Environmental perceptions as mediators of the relationship between the objective built environment and walking among socio-economically disadvantaged women
1 Research Foundation Flanders, Egmontstraat 5, 1000 Brussels, Belgium
2 Department of Movement and Sports Sciences, Ghent University, Watersportlaan 2, 90000 Ghent, Belgium
3 Centre for Physical Activity and Nutrition Research, School of Exercise and Nutrition Sciences, Deakin University, 221 Burwood Highway, Burwood, Victoria 3125, Australia
International Journal of Behavioral Nutrition and Physical Activity 2013, 10:108 doi:10.1186/1479-5868-10-108Published: 19 September 2013
Women living in socio-economically disadvantaged neighbourhoods are at increased risk for physical inactivity and associated health outcomes and are difficult to reach through personally tailored interventions. Targeting the built environment may be an effective strategy in this population subgroup. The aim of this study was to examine the mediating role of environmental perceptions in the relationship between the objective environment and walking for transportation/recreation among women from socio-economically disadvantaged neighbourhoods.
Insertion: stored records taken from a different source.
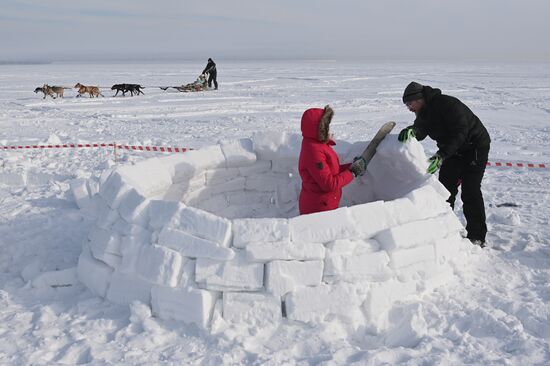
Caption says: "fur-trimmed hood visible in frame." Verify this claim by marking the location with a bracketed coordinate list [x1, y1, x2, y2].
[302, 105, 334, 143]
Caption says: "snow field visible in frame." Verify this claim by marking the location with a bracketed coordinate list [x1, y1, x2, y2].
[71, 132, 470, 332]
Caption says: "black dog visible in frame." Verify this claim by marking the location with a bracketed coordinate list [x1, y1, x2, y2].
[111, 84, 145, 97]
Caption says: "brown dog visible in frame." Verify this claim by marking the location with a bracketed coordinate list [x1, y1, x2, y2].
[34, 84, 65, 99]
[74, 83, 103, 98]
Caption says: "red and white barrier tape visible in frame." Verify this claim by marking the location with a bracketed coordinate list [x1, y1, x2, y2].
[0, 143, 193, 152]
[487, 161, 547, 168]
[0, 143, 550, 168]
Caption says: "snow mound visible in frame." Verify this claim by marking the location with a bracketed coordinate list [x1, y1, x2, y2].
[72, 133, 469, 332]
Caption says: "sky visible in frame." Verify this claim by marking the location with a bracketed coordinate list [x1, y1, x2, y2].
[0, 0, 550, 62]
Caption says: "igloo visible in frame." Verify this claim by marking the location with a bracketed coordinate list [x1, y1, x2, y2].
[73, 133, 471, 329]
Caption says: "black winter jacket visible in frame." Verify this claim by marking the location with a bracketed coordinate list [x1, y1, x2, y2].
[202, 61, 216, 74]
[413, 86, 491, 159]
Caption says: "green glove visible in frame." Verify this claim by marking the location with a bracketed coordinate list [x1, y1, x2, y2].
[349, 156, 367, 178]
[397, 126, 416, 143]
[426, 153, 443, 174]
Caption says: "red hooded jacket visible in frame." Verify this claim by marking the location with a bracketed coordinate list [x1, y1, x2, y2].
[298, 106, 353, 215]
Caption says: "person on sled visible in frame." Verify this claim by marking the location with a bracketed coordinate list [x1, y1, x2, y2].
[202, 58, 218, 90]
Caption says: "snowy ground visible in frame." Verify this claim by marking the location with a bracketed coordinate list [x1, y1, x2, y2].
[0, 62, 550, 365]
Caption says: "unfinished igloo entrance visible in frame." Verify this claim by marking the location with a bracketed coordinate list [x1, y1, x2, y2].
[74, 133, 469, 329]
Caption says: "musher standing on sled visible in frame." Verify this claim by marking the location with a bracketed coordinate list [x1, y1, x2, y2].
[202, 58, 218, 90]
[398, 81, 491, 248]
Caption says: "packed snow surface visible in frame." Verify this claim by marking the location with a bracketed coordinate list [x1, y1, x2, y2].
[0, 62, 550, 365]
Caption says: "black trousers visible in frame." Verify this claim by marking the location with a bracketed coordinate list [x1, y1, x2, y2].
[439, 146, 489, 242]
[208, 71, 218, 89]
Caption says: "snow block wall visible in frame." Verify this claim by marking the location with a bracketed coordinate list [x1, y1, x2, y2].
[76, 133, 470, 330]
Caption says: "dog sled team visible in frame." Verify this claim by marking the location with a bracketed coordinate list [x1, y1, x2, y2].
[34, 58, 218, 99]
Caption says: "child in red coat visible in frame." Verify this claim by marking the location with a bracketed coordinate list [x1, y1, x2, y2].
[298, 105, 365, 215]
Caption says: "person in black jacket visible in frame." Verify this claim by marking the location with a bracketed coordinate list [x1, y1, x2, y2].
[398, 81, 491, 248]
[202, 58, 218, 90]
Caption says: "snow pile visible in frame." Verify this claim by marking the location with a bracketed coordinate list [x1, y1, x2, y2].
[72, 133, 469, 332]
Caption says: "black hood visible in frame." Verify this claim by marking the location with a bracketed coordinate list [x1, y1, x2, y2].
[422, 85, 441, 104]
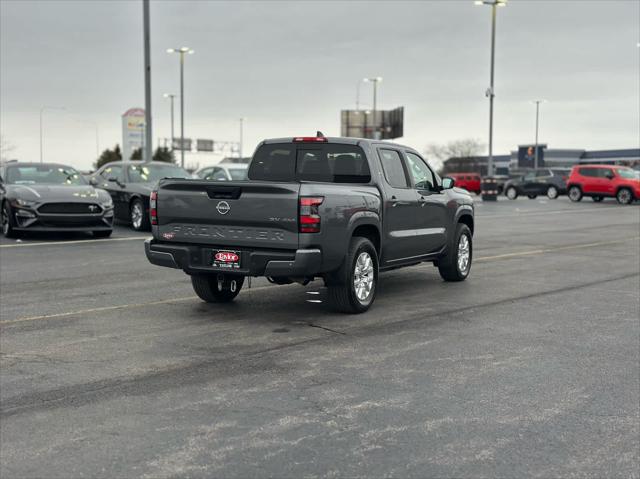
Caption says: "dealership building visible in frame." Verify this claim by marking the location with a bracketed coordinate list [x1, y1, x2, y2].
[444, 145, 640, 175]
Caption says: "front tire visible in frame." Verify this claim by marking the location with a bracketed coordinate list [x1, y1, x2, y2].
[616, 188, 633, 205]
[129, 198, 151, 231]
[438, 223, 473, 281]
[569, 186, 582, 203]
[327, 236, 378, 314]
[0, 201, 18, 238]
[191, 273, 244, 303]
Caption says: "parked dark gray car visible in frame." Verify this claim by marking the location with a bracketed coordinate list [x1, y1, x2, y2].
[145, 136, 474, 313]
[0, 161, 113, 237]
[89, 161, 191, 231]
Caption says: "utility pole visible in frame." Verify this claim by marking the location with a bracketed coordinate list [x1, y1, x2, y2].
[167, 47, 193, 168]
[533, 100, 546, 170]
[142, 0, 153, 161]
[40, 106, 65, 163]
[238, 118, 245, 158]
[162, 93, 176, 150]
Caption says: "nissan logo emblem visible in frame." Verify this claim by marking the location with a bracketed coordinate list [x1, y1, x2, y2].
[216, 201, 231, 215]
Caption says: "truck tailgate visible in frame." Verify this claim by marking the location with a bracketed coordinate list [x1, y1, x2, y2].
[158, 180, 300, 249]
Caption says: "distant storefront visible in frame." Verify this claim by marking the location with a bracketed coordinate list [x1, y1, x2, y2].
[444, 145, 640, 175]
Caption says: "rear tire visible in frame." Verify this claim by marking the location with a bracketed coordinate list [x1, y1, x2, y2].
[327, 236, 378, 314]
[438, 223, 473, 281]
[191, 273, 244, 303]
[569, 186, 582, 203]
[0, 201, 18, 238]
[129, 198, 151, 231]
[616, 188, 633, 205]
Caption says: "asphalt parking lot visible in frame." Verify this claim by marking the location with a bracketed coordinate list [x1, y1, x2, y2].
[0, 198, 640, 478]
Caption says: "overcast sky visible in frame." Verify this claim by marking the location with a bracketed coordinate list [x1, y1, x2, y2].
[0, 0, 640, 168]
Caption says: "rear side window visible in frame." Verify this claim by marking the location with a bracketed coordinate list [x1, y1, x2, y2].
[379, 150, 409, 188]
[296, 144, 371, 183]
[249, 144, 296, 181]
[249, 143, 371, 183]
[578, 168, 598, 177]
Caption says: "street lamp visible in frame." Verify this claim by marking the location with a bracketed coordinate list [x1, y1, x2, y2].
[162, 93, 176, 151]
[167, 47, 193, 168]
[40, 106, 66, 163]
[532, 100, 547, 170]
[238, 118, 246, 158]
[474, 0, 507, 176]
[362, 77, 382, 140]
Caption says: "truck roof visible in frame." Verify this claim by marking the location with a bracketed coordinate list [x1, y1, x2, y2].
[258, 136, 415, 151]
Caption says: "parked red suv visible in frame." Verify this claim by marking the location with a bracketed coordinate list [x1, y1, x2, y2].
[567, 165, 640, 205]
[447, 173, 480, 195]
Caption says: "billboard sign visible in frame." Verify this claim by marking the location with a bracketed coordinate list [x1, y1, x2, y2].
[518, 145, 547, 168]
[196, 138, 213, 151]
[122, 108, 145, 161]
[340, 107, 404, 140]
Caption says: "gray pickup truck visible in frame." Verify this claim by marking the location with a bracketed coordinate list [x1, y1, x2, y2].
[145, 133, 474, 313]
Baseline data of the Resilience for Eating and Activity Despite Inequality (READI) study were used. In total, 4139 women (18–46 years) completed a postal survey assessing physical environmental perceptions (aesthetics, neighbourhood physical activity environment, personal safety, neighbourhood social cohesion), physical activity, and socio-demographics. Objectively-assessed data on street connectivity and density of destinations were collected using a Geographic Information System database and based on the objective z-scores, an objective destinations/connectivity score was calculated. This index was positively scored, with higher scores representing a more favourable environment. Two-level mixed models regression analyses were conducted and the MacKinnon product-of-coefficients test was used to examine the mediating effects.
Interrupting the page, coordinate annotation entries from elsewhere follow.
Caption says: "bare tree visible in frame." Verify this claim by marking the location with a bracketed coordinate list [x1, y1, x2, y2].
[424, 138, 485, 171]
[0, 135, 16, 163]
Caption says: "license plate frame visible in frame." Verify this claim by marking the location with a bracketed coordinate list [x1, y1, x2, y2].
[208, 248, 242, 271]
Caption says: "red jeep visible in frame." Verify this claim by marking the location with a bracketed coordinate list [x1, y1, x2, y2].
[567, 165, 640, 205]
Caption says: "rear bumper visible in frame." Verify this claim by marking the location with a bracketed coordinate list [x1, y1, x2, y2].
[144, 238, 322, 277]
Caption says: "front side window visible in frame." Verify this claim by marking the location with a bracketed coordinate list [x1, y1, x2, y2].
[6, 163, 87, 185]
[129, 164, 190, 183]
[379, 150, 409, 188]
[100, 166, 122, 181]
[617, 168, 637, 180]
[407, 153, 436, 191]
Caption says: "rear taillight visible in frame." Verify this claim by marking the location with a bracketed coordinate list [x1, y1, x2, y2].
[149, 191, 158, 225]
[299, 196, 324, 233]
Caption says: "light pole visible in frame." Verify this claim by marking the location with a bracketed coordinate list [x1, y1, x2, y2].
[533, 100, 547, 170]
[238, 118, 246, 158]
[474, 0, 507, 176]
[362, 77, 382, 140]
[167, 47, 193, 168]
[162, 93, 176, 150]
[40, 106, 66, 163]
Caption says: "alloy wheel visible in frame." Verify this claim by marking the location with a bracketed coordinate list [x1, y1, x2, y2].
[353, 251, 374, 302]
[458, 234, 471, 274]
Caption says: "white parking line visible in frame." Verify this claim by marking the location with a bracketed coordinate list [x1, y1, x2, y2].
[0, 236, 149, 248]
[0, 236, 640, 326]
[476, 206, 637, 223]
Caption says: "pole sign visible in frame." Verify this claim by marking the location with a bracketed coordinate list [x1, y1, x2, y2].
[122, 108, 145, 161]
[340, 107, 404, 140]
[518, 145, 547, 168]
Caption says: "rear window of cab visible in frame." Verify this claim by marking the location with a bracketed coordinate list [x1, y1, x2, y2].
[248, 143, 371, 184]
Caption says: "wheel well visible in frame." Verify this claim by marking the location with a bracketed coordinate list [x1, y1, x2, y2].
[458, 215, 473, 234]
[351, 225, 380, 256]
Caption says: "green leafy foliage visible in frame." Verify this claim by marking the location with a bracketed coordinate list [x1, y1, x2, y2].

The destinations/connectivity score was positively associated with transport-related walking. The perceived physical activity environment mediated 6.1% of this positive association. The destinations/connectivity score was negatively associated with leisure-time walking. Negative perceptions of aesthetics, personal safety and social cohesion of the neighbourhood jointly mediated 24.1% of this negative association.
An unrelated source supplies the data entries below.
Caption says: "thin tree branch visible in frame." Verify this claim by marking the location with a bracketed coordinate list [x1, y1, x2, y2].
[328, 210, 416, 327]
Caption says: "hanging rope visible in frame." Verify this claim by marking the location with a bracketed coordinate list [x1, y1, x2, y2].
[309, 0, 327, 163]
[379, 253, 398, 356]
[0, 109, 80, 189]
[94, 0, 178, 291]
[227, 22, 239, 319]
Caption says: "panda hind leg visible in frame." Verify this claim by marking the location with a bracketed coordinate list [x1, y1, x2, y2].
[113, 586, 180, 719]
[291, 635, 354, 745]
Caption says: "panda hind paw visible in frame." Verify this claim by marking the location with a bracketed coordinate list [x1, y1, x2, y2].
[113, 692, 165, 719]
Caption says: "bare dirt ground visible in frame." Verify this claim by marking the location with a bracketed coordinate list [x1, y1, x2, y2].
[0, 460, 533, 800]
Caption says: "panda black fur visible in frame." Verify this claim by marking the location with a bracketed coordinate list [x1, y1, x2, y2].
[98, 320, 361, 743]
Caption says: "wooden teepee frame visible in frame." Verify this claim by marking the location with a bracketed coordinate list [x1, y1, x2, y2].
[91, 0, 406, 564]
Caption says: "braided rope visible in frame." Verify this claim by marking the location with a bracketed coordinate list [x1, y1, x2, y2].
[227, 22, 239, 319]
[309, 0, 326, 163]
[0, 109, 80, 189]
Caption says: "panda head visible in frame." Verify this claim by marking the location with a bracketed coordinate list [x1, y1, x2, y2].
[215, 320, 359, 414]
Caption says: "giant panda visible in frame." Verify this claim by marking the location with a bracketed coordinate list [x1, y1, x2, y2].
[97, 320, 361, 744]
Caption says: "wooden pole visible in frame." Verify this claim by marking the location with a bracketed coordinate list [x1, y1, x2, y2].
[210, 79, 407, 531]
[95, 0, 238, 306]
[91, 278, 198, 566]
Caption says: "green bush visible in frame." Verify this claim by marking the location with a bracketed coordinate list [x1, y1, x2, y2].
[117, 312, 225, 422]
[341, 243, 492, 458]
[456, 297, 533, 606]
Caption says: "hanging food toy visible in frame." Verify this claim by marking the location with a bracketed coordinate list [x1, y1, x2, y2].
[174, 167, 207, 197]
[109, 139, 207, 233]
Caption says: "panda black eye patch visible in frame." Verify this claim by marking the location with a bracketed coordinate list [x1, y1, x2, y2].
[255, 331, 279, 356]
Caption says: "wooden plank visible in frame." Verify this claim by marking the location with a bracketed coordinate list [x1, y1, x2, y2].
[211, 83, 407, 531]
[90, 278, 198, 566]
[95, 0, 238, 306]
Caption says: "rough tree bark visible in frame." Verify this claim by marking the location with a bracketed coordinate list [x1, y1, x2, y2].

For women living in socio-economically disadvantaged neighbourhoods, environmental perceptions were important mediators of the relationship between the objective built environment and walking. To increase both transport-related and leisure-time walking, it is necessary to improve both objective walkability-related characteristics (street connectivity and proximity of destinations), and perceptions of personal safety, favourable aesthetics and neighbourhood social cohesion.